A few hundred retail investors now have the power – if they get organized – to demand better treatment from a $32 billion financial rescue plan.

So, Brian Hunter is shopping for a Toronto lawyer, and pressing advisers of Canaccord Capital Corp. of Vancouver to help enlist their clients' support.

"My starting position is: We want our cash, plus interest and damages," says the Calgary engineer who began to gather a core of supporters using the social networking website Facebook.

He has about $650,000 in retirement savings riding on the success of his efforts, and needs to find about 1,000 investors who together have less than $300 million at stake to exert the maximum pressure for full compensation.

Small investors have been mere bystanders while a high-powered committee headed by Toronto lawyer Purdy Crawford cobbled together a deal to salvage maximum value from $32 billion worth of commercial paper floated by non-bank financial institutions.

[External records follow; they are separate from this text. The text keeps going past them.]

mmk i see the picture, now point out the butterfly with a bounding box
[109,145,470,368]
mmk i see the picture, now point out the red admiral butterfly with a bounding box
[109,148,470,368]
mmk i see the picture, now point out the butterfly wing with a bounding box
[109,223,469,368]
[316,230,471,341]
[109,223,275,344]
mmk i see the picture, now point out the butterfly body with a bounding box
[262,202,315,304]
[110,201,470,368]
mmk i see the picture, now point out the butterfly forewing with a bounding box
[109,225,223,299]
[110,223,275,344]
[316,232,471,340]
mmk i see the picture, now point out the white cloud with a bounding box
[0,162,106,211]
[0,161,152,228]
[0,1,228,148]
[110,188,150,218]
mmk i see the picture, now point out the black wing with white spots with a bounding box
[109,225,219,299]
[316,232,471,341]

But now the deal to convert the short-term paper into long-term notes requires court approval, and the votes of a majority of about 1,800 investors at a meeting on April 25.

Most who will be eligible to vote are small investors like Hunter, who says he thought the commercial paper he bought was to pay less than a percentage point more interest than government treasury bills.

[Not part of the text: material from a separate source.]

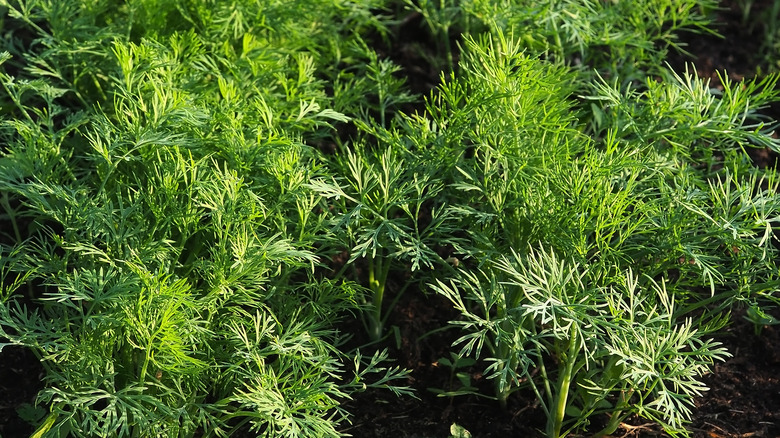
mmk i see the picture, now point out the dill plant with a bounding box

Major pension plans like Caisse de dépôt et placement du Québec have the most to lose if restructuring does not succeed.

About 1,400 retail clients bought the commercial paper from Canaccord, which claims it cannot afford to reimburse those clients the way some larger securities dealers have done for their clients.

Canaccord alleges in a lawsuit that Scotia Capital, the wholesaler of the commercial paper its representatives sold, withheld material information about the low quality of assets backing up some of the paper.

Freelance financial analyst Diane Urquhart of Mississauga disputes Canaccord's claim it cannot afford to reimburse clients. She argues the retail investors deserve special treatment from the securities industry that created the mess.

She says the market value of the commercial paper may be down by 40 to 60 per cent, but reimbursing clients would only cost Canaccord between 17 per cent and 26 per cent of its shareholders' equity after tax write-offs.

Ted McFeely, president of a small energy company in Calgary, says retail investors like him "have some pretty good leverage," if not with Canaccord then with other holders of the commercial paper.

"You don't rustle our cattle and think you can get away with it," he vows in a telephone interview. "They have just ignored us like an ant they want to squash. But it looks like (the voting process) gives us the power to stop (the deal) if they don't deal with us."

David Weiner, a spokesperson for Crawford's Pan-Canadian Investors Committee for Third-Party Asset-backed Commercial Paper, says the deal on the table is intended to give all investors maximum value.

Those who want to vote on the deal have to agree to relinquish their right to sue anyone over the commercial paper. Litigation could drag out a resolution for years, and be extremely costly.

Hunter agrees: "I don't think it's in anyone's interest to slay this," but says he is still determined to see if a better deal is available for small investors.